The Last Look…
Posted by Colin Lambert. Last updated: November 28, 2023
I was going to follow up on a recent column on AI, however that will have to wait following the unbelievably sad news I received this week about the passing of somebody who genuinely impacted the FX industry, Campbell Adams.
Cam was in many ways a reflection on how the FX market changed – he was a trader at Citi, Morgan Stanley, Deutsche Bank and BP, who left the market for a period around the turn of the century, before, inevitably, finding his way back in at EBS and embracing the e-trading era.
It was what happened next, however, where Campbell Adams really left his mark on our industry – with the furore growing almost daily over the impact of HFT firms of the FX market, he founded FX Pure and got the support of a dozen banks to develop a platform that featured randomisation, in other words, a mechanism to thwart latency arbitrage strategies that were threatening to send FX down the same spiral as equities market as speed became everything.
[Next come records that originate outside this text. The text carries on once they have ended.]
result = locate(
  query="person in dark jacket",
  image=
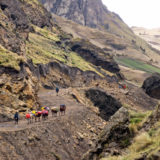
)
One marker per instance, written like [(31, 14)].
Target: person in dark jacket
[(16, 117), (57, 90)]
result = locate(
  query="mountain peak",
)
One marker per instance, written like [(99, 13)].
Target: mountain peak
[(91, 13)]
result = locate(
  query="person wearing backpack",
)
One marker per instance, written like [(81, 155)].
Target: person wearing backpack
[(16, 117), (57, 90)]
He recognised that FX was different and that there were a lot of “real world” participants who weren’t in it for profit alone, and these players needed a degree of protection. We can argue whether randomisation worked in the long run, but the fact is it was needed at the time and it did change the way people behaved in our market – not many can say that.
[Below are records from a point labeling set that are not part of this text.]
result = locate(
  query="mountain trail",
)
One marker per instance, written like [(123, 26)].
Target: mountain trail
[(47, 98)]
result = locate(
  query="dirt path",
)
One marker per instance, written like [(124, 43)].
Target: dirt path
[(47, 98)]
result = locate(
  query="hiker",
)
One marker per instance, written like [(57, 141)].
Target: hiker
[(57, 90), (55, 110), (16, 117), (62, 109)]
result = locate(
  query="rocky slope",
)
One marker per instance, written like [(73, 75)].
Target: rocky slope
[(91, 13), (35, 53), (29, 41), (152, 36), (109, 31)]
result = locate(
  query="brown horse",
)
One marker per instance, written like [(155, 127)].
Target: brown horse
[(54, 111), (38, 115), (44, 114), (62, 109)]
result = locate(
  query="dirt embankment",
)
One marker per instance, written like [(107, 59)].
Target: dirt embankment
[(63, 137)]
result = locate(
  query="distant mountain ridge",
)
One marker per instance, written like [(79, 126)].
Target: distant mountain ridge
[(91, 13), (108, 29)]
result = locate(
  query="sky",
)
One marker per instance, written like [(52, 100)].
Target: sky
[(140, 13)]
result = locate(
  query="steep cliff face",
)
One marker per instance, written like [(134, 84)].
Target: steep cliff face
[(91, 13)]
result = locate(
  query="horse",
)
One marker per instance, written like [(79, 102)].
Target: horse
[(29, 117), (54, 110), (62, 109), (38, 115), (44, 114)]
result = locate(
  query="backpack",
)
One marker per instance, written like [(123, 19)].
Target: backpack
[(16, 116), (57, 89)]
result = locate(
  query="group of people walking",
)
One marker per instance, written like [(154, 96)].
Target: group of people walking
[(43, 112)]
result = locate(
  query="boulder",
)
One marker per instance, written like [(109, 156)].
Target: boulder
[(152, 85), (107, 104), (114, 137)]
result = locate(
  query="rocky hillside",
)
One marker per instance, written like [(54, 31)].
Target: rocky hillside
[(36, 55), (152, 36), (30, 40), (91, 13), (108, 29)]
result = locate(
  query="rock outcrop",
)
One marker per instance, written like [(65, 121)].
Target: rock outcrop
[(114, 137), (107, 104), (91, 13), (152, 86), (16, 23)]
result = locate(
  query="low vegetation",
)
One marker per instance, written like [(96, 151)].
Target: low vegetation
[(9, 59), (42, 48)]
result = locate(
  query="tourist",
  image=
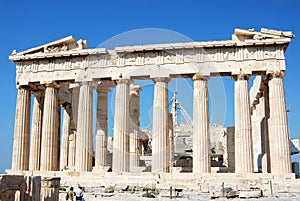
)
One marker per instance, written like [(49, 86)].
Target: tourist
[(79, 193), (70, 194)]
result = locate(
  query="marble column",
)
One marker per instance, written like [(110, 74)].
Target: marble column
[(171, 142), (243, 137), (265, 150), (121, 127), (84, 138), (73, 128), (50, 188), (135, 141), (278, 126), (160, 132), (72, 150), (101, 129), (65, 137), (50, 134), (36, 131), (201, 141), (20, 158)]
Sadly, what was a great idea also delivered a period of frustration for Campbell, that was to continue for some time. The Pure project prompted a step change at EBS, which meant effectively Pure was no longer needed – ironically, possibly the crowning achievement of Cam’s career was to make EBS better.
Pure was taken over by Tradition, and still runs to this day, but Cam wasn’t really involved past 2017, but his irrepressible entrepreneurial spirit saw him pivot the Pure business to digital assets – a project he was still working on up until his tragic death.
As a person Cam was always good fun to be with and he was a tremendously interesting conversation partner, as witnessed by the last video conversation I had with him just a few months ago for this publication. He had a natural spirit of adventure and thought deeply about how to make markets better, but did it all with a sense of humour. As a measure of the man and his achievements, there are not too many of us who would have featured in stories in both The Times and Financial Times, and probably even fewer of us who could point to ownership of an initiative that actually got people thinking – and reacting.
It hard to believe he is no longer with us, and I for one will miss our chats on market structure (sometimes in some strange places!) and my condolences go to his other friends and family.
As we like to say where I now live, the FX industry has lost a ‘good-un’. Vale Cam, you genuinely moved the needle in our industry and few can say that. You will be missed – RIP.